HELSINKI — The first launch for China’s G60 Starlink megaconstellation of over 12,000 satellites is set for early August.

The first satellites are due to leave the factory in Shanghai for Taiyuan Satellite Launch Center in north China in the coming days, according to Shanghai Securities News.

The launch is set for Aug. 5 with the mission expected to carry 18 satellites. The launch vehicle was not stated in reports, but the Long March 6A would be the most capable option from Taiyuan in terms of capacity to low Earth orbit and payload fairing.
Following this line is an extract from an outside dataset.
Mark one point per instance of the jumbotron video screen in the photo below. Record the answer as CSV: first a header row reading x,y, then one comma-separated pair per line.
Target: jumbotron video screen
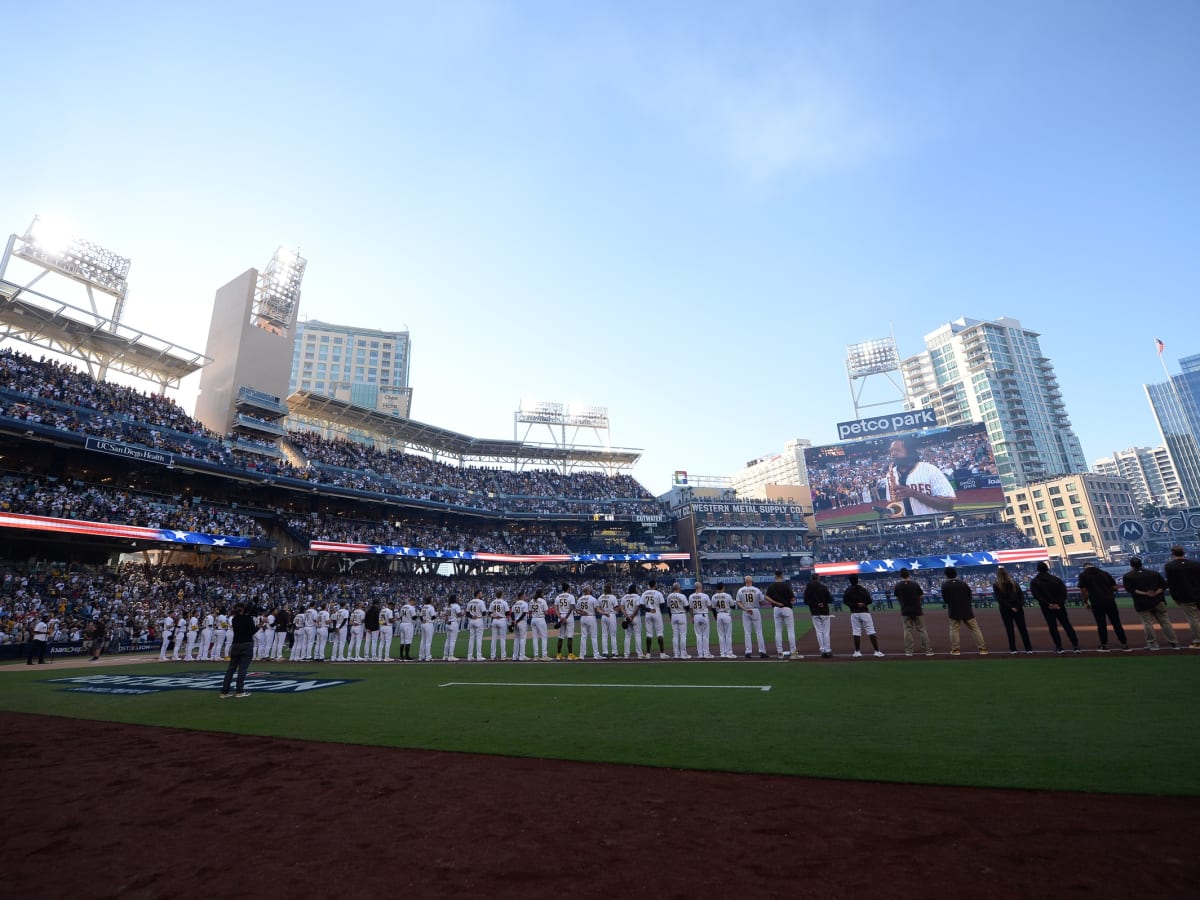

The constellation aims to provide global internet access, challenging U.S. projects including Starlink. It is also intended to secure finite orbital slots and frequencies and provide national internet coverage and data security. 

The move is part of a national drive to foster commercial space development while boosting innovation and high-tech industry clusters. The initiative aims to boost China’s overall space capabilities.

Shanghai Spacecom Satellite Technology (SSST), the entity behind the G60 Starlink low Earth orbit megaconstellation, announced in February it had raised 6.7 billion yuan ($943 million) for the constellation’s construction.

SSST, together with the Innovation Academy for Microsatellites under the Chinese Academy of Sciences (IAMCAS), established Shanghai Gesi Aerospace Technology (Genesat) in 2022 to build satellite manufacturing facilities.

The first flat-panel satellite for G60 rolled off the assembly line at a digital satellite production factory in Shanghai’s Songjiang District in December 2023.

Earlier statements indicate that 108 satellites are planned for launch across 2024. This would suggest plans to launch five further batches of 18 satellites this year.

China has also approved another megaconstellation, named Guowang (SatNet). The China Satellite Network Group in 2021 to run the national 13,000-satellite project. 

While a number of vaguely-termed test internet satellites have since been launched, the first large batch of Guowang satellites have yet to be launched. G60 Starlink therefore appears to be taking a somewhat surprise lead in its development.

Commercial space push

The plan is backed at several levels. Commercial space was last year noted as an “industry of the future.” It was subsequently noted as a priority in a government work report for the first time in March this year.

This drive is being manifested at city and provincial levels. Shanghai has developed its own commercial space action plan

Goals include building generation medium and large launch vehicles and intelligent terminals. It also intends to strengthen the development of integrated communications, navigation and remote sensing satellite technologies. It aims to create a space information industry worth more than 200 billion yuan ($28.2 billion) by 2025. Beijing also has its own commercial space action with measurable goals.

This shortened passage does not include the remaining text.